Russian POS and Lemma
0. General information
Lemmatization
- the term lemma may be defined as the base form of a word
- the base form of a word is the form you can usually find in a dictionary
- for verbs the base form correlates with the infinitive, for nouns with the nominative and for adjectives with the nominative in its masculine form
- the conversion of a word into its base form is called lemmatization
- the lemmatization is carried out semi-automatically in the application program EXMARaLDA using two POS- and lemma-taggers U-POS and MyStem, however the accuracy of the taggers should be checked manually each time
- the lemmas or base forms of the words can be found in MyStem on the norm[mystem_lex] and in U-POS on the norm[lemma] layer
POS-Tagging
- the term tagging means that each word of the participant is attributed with its part of speech (POS)

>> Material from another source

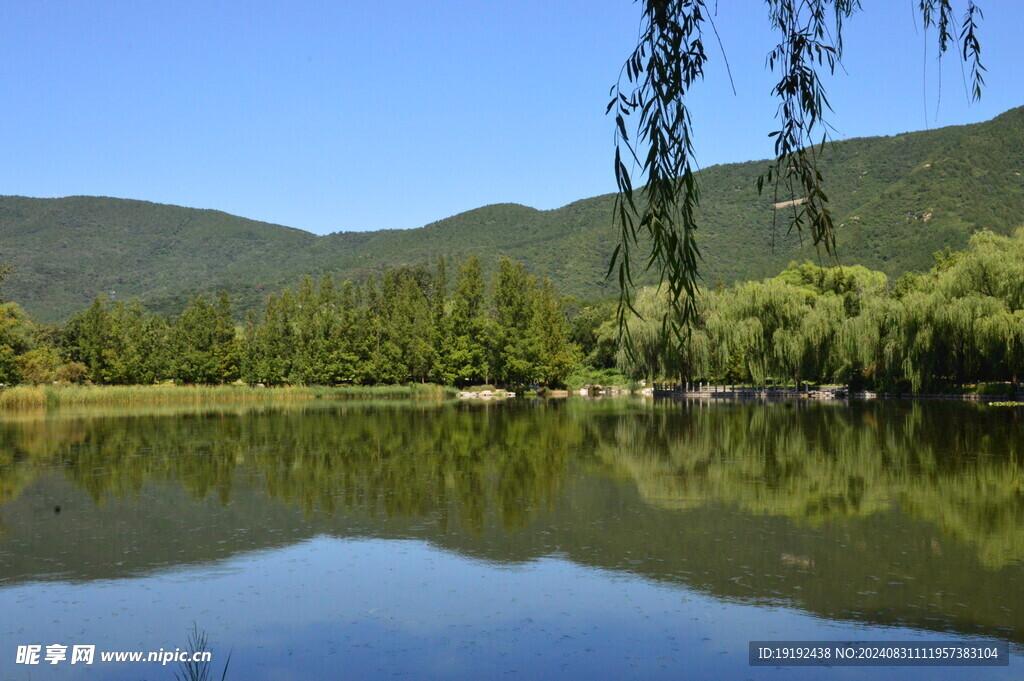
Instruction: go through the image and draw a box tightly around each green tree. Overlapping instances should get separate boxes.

- the tagging is carried out in the application program EXMARaLDA by semi-automatic U-POS and MyStem taggers, but the accuracy of the taggers should be checked manually each time
- there are two taggers in EXMARaLDA which assume the task of POS-tagging - U-POS and MyStem
- keep in mind that these two tagging-softwares are similar to each other, but not absolutely identical 1
1. Structure of POS-Tagging in EXMARaLDA
U-POS-Layers
- to the U-POS-software belong the layers from norm[Animacy] to norm[voice] as well as the norm[lemma] and the norm[pos] layer
- each layer in U-POS (and MyStem) correlates with a grammatical category
- the meaning of each grammatical category in U-POS gets explained in the following table:
Layer | Grammatical categorie | Grammeme | Part of speech |
---|---|---|---|
norm[Animacy] | Одушевлённость | Одушевлённость (Anim); Неодушевлённость (Inan) | concerns only nouns |
norm[Aspect] | Вид | Cовершенный вид [что сделать?] (Perf); Несовершенный вид [что делать?] (Imp) | concerns only verbs |
norm[Case] | Падеж | им.п. (Nom); род.п. (Gen); дат.п. (Dat); вин.п. (Acc); твор.п. (Ins); предл.п. (Loc); зват.п. (Voc) | concerns all nominal categories of POS |
norm[Degree] | Степень сравнения | положительная (Pos); сравнительная (Cmp); превосходная (Sup) | concerns adjectives and adverbs |
norm[Foreign] | Определение заимствования | (Yes) | concerns all parts of speech |
norm[Gender] | Род | муж.р. (Masc); жен.р. (Fem); сред.р. (Neut) | concerns only nouns, adjectives and pronouns |
norm[Mood] | Наклонение | изъяв.н. (Ind); услов.н. (Cnd); повел.н. (Imp) | concerns only verbs |
norm[Number] | Число | Единственное (Sing); Множественное (Plur) | concerns nouns, adjectives, personal pronouns and verbs |
norm[Person] | Лицо | Первое лицо (1); Второе лицо (2); Третье лицо (3) | concerns personal pronouns and verbs |
norm[Tense] | Время | Настоящее (Pres); Прошедшее (Past); Будущее (Fut) | concerns verbs and participles |
norm[VerbForm] | Форма глагола | Начальная форма (Inf); Спрягаемая форма (Fin) | concerns verbs |
norm[voice] | Залог | Действительный (Act); middle voice (Mid); Страдательный (Pas) | concerns verbs and participles |
norm [lemma] | Начальная форма слова | ------ | concerns all parts of speech |
norm[pos] | Определение части речи данного слова | существительное (NOUN); глагол (VERB); прилагательное (ADJ) ... | concerns all parts of speech |
MyStem-Layers
- to the MyStem-tagger belong the norm[mystem_gr] and the norm[mystem_lex] layers
- each layer in MyStem (and U-POS) correlates with a grammatical category
- the meaning of each grammatical category in MyStem can be explained as in the following table:
Layer | Grammatical category | Grammeme | Part of speech |
---|---|---|---|
norm[mystem_gr] | POS-Determination of the given word | Every redundant grammeme gets delated, except the first grammeme and - if they appear - the grammemes of transitivity (tran/intr) 2 and parenthesis (parent) | concerns all parts of speech |
norm[mystem_lex] | Base form of a word | should conform with the base form in U-POS | concerns all parts of speech |
2. The subjects of lemmatization and POS-Tagging are ...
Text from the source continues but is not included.